= Sergei Kukharenko =

Political scientist

Sergei Kukharenko, a Ph D in Philosophy, is a political scientist, an expert on Russian and Chinese politics, the Head of the Institute for Public Diplomacy in Asia Pacific, a member of Gorchakov foundation club of Russian foreign policy experts, a former leader of Amur Oblast regional department of the Right Cause right-wing liberal political party, and Republican Party of Russia - People's Freedom Party.

==Public and political activities==
From 2004 till 2004 Sergei Kukharenko worked as an instructor of Stanford University Initiative on distant learning program. He gave lectures on "Democracy, Development and the Rule of Law" and "Security, Civil liberties and Terrorism", participated in international conferences organized by Stanford University and visited Stanford to participate in professional development seminars in 2005 and 2007.

In 2008 was elected as the head of the Civilian Power political party. After the unification of the Union of Right Forces, Civilian Power, and Democratic Party of Russia into "Right Cause", he was elected as the leader of the newly established party.

In 2008 he was elected as the head of Amur regional department of "Right Cause" political party.

In 2010 Sergei Kukharenko became one of the founders and the member of the presidium of interregional organization "People's Anticorruption Movement".

For a short period of time, from 2012 till 2013, Sergei Kukharenko was a leader of Amur regional department of the Party of People's Freedom.

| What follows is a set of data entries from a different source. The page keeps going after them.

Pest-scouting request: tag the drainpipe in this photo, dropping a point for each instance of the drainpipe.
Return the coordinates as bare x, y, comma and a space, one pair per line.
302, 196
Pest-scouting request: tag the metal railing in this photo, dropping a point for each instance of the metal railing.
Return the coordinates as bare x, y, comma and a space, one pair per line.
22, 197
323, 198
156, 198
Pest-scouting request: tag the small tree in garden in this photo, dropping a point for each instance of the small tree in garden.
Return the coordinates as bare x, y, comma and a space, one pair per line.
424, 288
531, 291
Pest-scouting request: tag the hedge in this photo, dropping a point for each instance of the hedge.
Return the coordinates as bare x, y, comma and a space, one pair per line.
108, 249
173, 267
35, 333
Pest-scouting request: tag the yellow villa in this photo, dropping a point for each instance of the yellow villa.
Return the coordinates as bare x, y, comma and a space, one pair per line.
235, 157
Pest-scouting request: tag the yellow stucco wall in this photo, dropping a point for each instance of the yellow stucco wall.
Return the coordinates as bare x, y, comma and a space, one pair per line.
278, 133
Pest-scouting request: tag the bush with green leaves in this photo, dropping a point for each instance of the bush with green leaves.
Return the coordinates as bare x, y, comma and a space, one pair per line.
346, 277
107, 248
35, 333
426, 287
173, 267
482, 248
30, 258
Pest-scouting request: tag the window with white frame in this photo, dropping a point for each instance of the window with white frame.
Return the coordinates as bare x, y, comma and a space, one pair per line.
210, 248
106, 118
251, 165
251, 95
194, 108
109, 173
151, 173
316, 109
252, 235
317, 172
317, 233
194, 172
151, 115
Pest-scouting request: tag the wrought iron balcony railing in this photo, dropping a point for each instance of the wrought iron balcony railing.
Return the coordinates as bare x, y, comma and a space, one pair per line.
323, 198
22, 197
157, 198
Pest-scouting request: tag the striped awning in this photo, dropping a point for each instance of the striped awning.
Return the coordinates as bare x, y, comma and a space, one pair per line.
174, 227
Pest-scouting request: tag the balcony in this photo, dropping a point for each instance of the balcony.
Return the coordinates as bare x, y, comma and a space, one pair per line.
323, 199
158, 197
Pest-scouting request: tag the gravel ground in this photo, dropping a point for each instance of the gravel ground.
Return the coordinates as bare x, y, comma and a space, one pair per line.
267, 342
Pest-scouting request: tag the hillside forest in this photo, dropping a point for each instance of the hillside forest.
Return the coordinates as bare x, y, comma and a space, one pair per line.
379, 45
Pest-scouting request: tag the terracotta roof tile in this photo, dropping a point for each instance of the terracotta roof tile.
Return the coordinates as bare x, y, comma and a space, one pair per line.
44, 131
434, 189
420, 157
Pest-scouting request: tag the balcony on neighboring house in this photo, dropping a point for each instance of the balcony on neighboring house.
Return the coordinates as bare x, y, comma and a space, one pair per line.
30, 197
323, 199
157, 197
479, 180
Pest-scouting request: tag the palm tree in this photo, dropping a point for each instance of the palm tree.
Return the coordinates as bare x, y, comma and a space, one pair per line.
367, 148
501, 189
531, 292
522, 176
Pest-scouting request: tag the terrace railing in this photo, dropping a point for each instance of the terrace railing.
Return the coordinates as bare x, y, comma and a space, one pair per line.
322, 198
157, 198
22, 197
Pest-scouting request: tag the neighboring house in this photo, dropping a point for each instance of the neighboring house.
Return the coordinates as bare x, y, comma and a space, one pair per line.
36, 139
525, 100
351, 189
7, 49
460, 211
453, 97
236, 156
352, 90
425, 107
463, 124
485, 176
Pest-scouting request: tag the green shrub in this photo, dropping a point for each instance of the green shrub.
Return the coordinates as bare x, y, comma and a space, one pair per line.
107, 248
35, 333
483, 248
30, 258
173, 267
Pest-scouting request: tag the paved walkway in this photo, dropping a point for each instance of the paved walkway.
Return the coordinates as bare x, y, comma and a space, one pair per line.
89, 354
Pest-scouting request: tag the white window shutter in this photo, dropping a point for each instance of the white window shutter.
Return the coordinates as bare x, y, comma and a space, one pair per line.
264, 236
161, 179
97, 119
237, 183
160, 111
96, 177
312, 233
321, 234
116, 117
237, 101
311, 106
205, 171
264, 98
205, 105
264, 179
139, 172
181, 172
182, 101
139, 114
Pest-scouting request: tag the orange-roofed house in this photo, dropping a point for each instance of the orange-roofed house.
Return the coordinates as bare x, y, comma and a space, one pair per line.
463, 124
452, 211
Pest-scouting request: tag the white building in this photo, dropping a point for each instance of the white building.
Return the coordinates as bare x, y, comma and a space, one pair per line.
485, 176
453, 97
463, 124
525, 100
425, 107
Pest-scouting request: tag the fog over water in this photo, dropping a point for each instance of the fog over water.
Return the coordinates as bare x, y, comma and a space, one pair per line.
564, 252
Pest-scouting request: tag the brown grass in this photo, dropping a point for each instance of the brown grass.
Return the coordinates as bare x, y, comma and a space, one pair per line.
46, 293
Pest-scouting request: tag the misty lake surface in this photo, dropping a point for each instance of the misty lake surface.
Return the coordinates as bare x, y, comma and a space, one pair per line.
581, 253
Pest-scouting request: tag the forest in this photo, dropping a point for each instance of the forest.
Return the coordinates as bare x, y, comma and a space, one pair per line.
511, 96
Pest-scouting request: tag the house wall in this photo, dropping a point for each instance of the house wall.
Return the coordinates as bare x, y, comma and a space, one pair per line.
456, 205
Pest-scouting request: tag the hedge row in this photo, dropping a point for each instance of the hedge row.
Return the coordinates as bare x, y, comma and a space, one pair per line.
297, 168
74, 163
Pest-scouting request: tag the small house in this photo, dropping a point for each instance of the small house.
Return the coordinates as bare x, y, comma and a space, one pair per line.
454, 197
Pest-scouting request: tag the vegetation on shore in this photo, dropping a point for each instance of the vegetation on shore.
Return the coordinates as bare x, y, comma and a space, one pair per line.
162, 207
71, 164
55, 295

He took part in the establishment of the newly created party and managed to unite democratic leaders in Amur region and make them join the party.

In the 2013–2014 academic year Sergei worked as a visiting professor at Bemidji State University (US, Minnesota) teaching Russian politics, Russian culture and International relations courses.
From 2015, Sergei Kukharenko is heading the Institute for Public Diplomacy in Asia-Pacific.

==International activities==
Since 2008 Sergei Kukharenko has been working on establishment and development of Russian language and cultural centers in the Far-East of China.
With the financial support of "Russian world" foundation he managed to establish 5 Russian language and cultural centers in China, particularly at Changchun University, Harbin Normal University, Harbin University, Daqing Normal Institute and Heihe University. Sergey Kukharenko worked out a program to develop the work of the centers.

During the 2013–2014 academic year, Sergei Kukharenko worked at Bemidji State University (US, Minnesota) as a visiting professor, teaching 'Russian politics', Russian culture' and 'Travel abroad' courses. He also conducted several researches and gave public lectures during his work at the US.